Okay, back to food! After a summer of gorging on juicy heirloom tomatoes, fresh corn, pattypan squash, berries, and peaches, I'm ready for - welcoming, actually - a return to the comfort foods of the cooler months. Time for apple baking, root vegetable roasting, all-day simmering of soups, stews, and braises. The start of this period of grounding, turning inward, slowing down (when we can - these days so many of us neglect this traditional element of the winter months). In all, a much-needed contrast to the expansive and outwardly directed energies of spring and summer.
Lately my fruit and vegetable basket has turned appropriately fall-like, with a concentration on apples and winter squash in particular. Kabocha, or Japanese pumpkin, is my current favorite squash variety (and is pictured at the top of this post). With its dense, creamy, sweet flesh, and tender, edible skin, the kabocha is a ringer in the cold-weather kitchen. Great pureed into a soup, baked and mashed with butter, or simply steamed and drizzled with an Asian-inspired combination of shoyu, mirin, lemon juice, garlic, and ginger. Kabocha pie, anyone? I'm thinking it might be a nice addition to the Thanksgiving line-up this year.

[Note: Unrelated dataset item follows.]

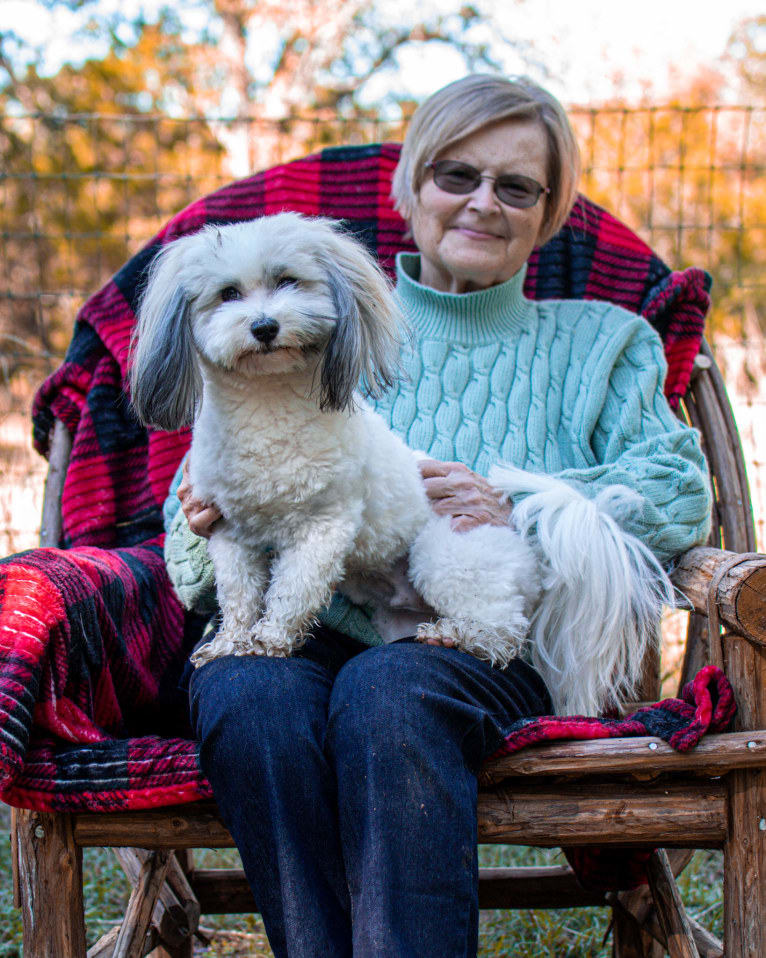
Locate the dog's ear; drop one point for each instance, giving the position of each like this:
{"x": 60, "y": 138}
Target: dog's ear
{"x": 164, "y": 374}
{"x": 363, "y": 350}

And how about roasted kabocha in an autumn-inspired warm quinoa salad, tossed with cubes of crisp apple, savory baked tofu, and pumpkin seeds, and kicked up a notch with freshly crushed cumin and coriander seeds, minced green chili, and slivers of scallion? It's yummy. I threw this together one morning to bring to work for lunch. Quick to prepare (little more than 15 minutes if you've roasted the squash in advance) and with a satisfying complexity of flavors and textures in each bite - spicy, savory, sweet, creamy, tender, crisp -- this makes a tasty one-bowl meal or side dish.

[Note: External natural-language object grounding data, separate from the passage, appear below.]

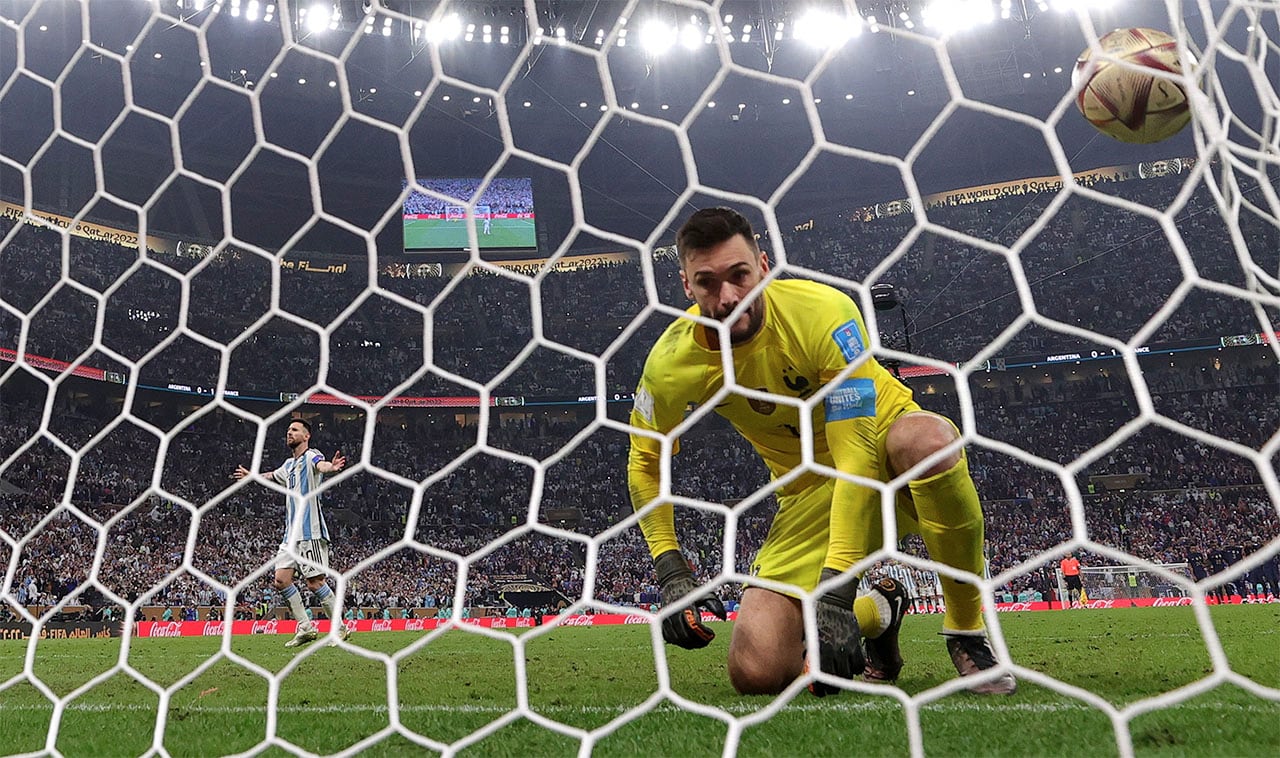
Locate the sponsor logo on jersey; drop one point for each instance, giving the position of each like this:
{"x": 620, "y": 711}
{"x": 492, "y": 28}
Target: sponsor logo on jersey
{"x": 796, "y": 383}
{"x": 849, "y": 339}
{"x": 854, "y": 398}
{"x": 762, "y": 406}
{"x": 643, "y": 403}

(please excuse the fuzzy picture - taken with my mobile in my office, right before I gobbled it up.)
roasted kabocha, apple, and quinoa salad
Unless you use an especially small squash, you will probably end up with more roasted kabocha than you'll need for this dish. Save the rest for a soup, mashing with butter and cinnamon, or just random snacking (I am all about random snacking. Just ask the Yogi). If you can't find kabocha squash near you, substitute delicata (also has an edible skin) or butternut (better off peeling this variety, as the skin tends to be tough).
1 kabocha squash, seeds removed, cut into bite-sized cubes
1 cup quinoa, rinsed well and drained
juice of 1/2 lemon (about 2 Tbsp)
juice of 1 small lime (about 2 tsp)
1/2 fresh green chili, minced (such as jalapeno, serrano, or green cayenne) (about 1 tsp)

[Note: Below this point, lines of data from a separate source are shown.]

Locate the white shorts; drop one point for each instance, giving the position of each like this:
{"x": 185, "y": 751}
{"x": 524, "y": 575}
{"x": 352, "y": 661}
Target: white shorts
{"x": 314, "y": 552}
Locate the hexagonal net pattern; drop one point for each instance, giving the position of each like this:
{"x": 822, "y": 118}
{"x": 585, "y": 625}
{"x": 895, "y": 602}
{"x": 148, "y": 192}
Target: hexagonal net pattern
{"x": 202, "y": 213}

1/4 tsp cumin seeds, crushed in a mortar and pestle
1/2 tsp coriander seeds, crushed
1 apple, diced (about 1 cup)
1 small slab of baked tofu, cubed (about 1/3 cup)
2 scallions, thinly sliced (about 1/4 cup)
2 Tbsp pepitas (raw, green pumpkin seeds), toasted
extra-virgin olive oil
freshly ground black pepper
1. Preheat oven to 425 F.
2. Place kabocha cubes on a baking sheet, drizzle with 2 Tbsp of olive oil and a pinch of salt and black pepper, and toss to combine. Arrange the squash chunks in a single layer. Roast for 20 to 25 minutes, until tender and starting to caramelize, stirring halfway through.
3. Add the quinoa to a medium pot with 1 cup of water and a pinch of salt. Bring to a boil, cover, reduce heat and simmer until quinoa is tender but not mushy, about 15 minutes. Remove from heat and fluff with a fork.
4. In a large bowl, whisk together 1/4 cup olive oil, lemon and lime juices, green chili, cumin and coriander, and a pinch of salt and pepper. Add the quinoa, 2 cups of the squash, apple, baked tofu, and scallions to the bowl and toss to combine. Season with additional salt and pepper, to taste. Sprinkle with pumpkin seeds and serve warm or at room temperature.